The Subsurface Counts In Catalysis

April 7, 2008 | A version of this story appeared in Volume 86, Issue 14

Catalysis is generally thought of as a surface phenomenon, yet a new study demonstrates that what happens several atomic layers below the catalyst surface can have a big impact on catalytic reactions. Detre Teschner at the Fritz Haber Institute, in Berlin, and colleagues show that the atoms just beneath the surface of a palladium catalyst help determine if alkyne hydrogenation proceeds selectively to an alkene or proceeds nonselectively all the way to an alkane (Science 2008, 320, 86). The group had previously studied selective partial hydrogenation of alkynes, showing that carbon from 1-pentyne is incorporated into the first three atomic layers of a palladium catalyst and forms a Pd-C phase that affects the hydrogenation activity.
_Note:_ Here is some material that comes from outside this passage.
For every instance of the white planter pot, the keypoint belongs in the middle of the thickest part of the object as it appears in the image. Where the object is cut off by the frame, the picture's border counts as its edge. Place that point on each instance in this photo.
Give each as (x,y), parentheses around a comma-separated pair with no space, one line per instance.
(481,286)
Now, with both in situ X-ray photoelectron spectroscopy and gamma activation analysis, the group has monitored the carbon and hydrogen content in palladium during catalysis. They found that when palladium indiscriminately hydrogenates alkynes to alkanes, far fewer carbon atoms are dissolved in the catalyst's subsurface. "This result suggests that not only the surface but also the subsurface region is affected by the chemical potential of the reaction mixture," the authors write.